There’s a certain peace of mind that comes from knowing that every mother and every child born in the country where you live gets this kind of personalized attention. It’s been perspective-altering to experience how well the “individual mandate” operates to provide universal quality care literally from cradle to grave.
I won’t argue that there’s nothing wrong with the Dutch health care system, of course. Other expat friends complain bitterly about many doctors’ bias against prescribing antibiotics (typically, the advice is to go home and wait a week to see if it isn’t a viral infection first). I’ve heard some people argue that you have to fight hard for referrals to get highly specialized care.
But at least I know that I won’t be denied services because of a preexisting condition or because some administrator somewhere is poring over my individual itemized bills, or that my doctor can’t prescribe me medications because they’re too expensive for my insurer. Or even that I’ll have annoying little $10 or $40 co-pays for meds.
I no longer joke about returning to the United States only when there’s a decent health care system in place. I’m serious: It’s a huge quality of life issue.
I can’t imagine going back and finding the old system still in place if, somehow, Mitt Romney were to become President and succeed in his vow to repeal the Affordable Care Act.

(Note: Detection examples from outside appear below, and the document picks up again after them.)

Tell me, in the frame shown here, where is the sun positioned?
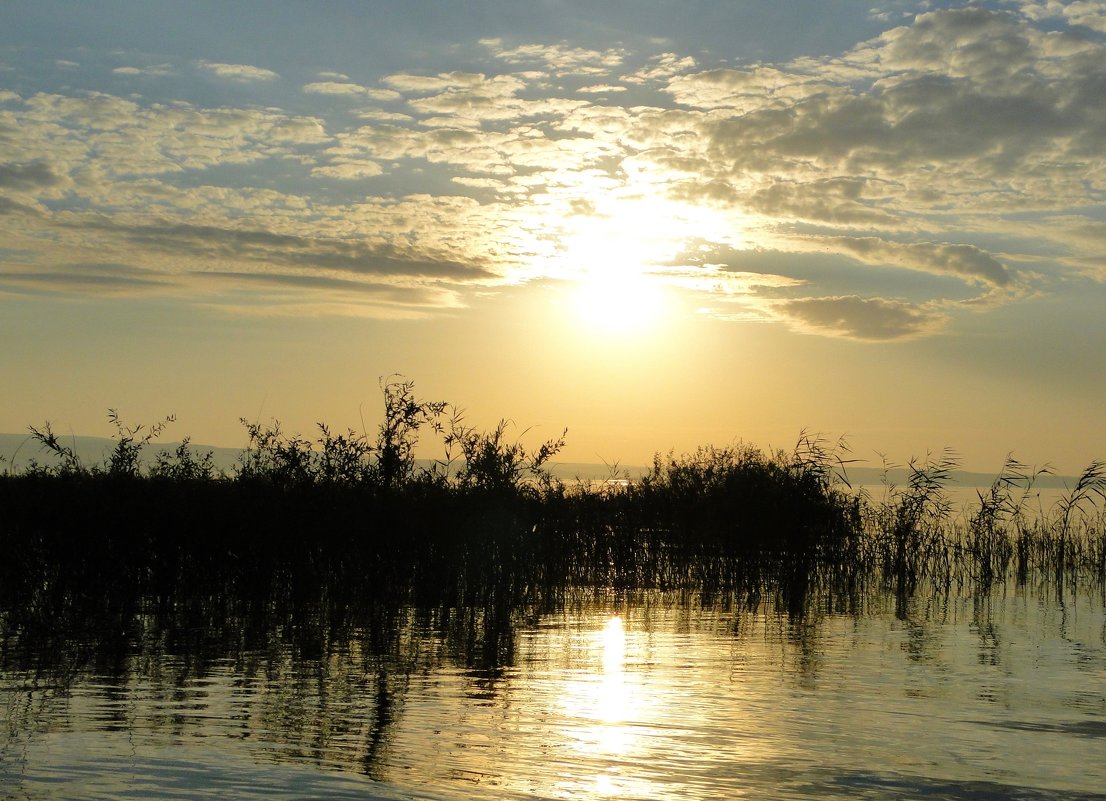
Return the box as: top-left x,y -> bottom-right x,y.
563,209 -> 668,334
573,264 -> 666,333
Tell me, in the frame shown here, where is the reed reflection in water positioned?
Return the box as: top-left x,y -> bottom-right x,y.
0,587 -> 1106,799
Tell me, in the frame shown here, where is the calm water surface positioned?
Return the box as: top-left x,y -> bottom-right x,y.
0,587 -> 1106,801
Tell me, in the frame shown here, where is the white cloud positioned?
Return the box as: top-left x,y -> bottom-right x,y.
112,64 -> 173,77
480,39 -> 626,75
576,83 -> 626,94
196,61 -> 280,83
303,81 -> 403,101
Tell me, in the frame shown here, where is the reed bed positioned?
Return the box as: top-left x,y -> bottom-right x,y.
0,377 -> 1106,621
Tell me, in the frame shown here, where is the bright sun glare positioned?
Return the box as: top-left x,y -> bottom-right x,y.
556,196 -> 734,335
561,202 -> 694,334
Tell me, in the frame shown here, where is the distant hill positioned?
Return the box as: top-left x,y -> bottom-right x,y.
0,434 -> 1076,490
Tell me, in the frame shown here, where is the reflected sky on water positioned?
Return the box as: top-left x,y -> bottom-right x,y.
0,587 -> 1106,800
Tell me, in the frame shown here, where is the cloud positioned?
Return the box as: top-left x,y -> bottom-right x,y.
0,162 -> 64,191
622,53 -> 696,84
807,237 -> 1012,287
70,218 -> 493,281
770,295 -> 946,342
303,81 -> 403,101
576,83 -> 626,94
480,39 -> 627,75
112,64 -> 173,77
311,159 -> 384,180
0,262 -> 173,295
196,61 -> 280,83
383,72 -> 484,94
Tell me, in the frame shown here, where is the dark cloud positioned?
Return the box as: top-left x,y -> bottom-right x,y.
0,162 -> 63,191
201,272 -> 451,306
816,237 -> 1012,287
72,218 -> 494,282
0,262 -> 173,292
772,295 -> 945,342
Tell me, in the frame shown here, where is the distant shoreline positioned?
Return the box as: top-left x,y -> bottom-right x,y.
0,434 -> 1078,491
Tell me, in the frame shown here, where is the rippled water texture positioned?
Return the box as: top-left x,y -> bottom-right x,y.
0,589 -> 1106,800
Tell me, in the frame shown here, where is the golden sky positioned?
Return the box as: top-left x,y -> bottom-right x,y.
0,0 -> 1106,470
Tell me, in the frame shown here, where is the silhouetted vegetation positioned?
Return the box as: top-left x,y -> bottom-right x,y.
0,377 -> 1106,637
0,378 -> 1106,777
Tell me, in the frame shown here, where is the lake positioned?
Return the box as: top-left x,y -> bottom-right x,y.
0,580 -> 1106,801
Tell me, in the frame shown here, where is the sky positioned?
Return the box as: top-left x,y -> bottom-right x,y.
0,0 -> 1106,471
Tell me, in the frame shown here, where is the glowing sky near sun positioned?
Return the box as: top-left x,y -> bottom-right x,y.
0,0 -> 1106,469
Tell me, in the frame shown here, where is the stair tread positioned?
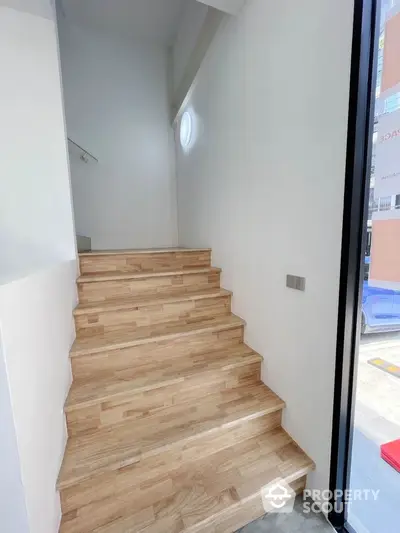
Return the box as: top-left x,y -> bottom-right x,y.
77,267 -> 221,283
74,289 -> 232,315
58,383 -> 285,489
65,344 -> 262,412
61,428 -> 314,533
71,314 -> 245,357
79,247 -> 211,257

Listening to the Supreme Court debate and the commentary that went along with it, I was surprised by the level of outrage among some pundits about the fact that so-called Obamacare would require everyone to buy into the system, as if this were a completely untested idea.
I’d like to point out to all those myopic pundits and politicians who oppose the Affordable Care Act that this idea has already been tested. And as an American living abroad and experiencing it firsthand, I can say that I’m completely satisfied with the results.
Nina Siegal is an American journalist and writer living in the Netherlands.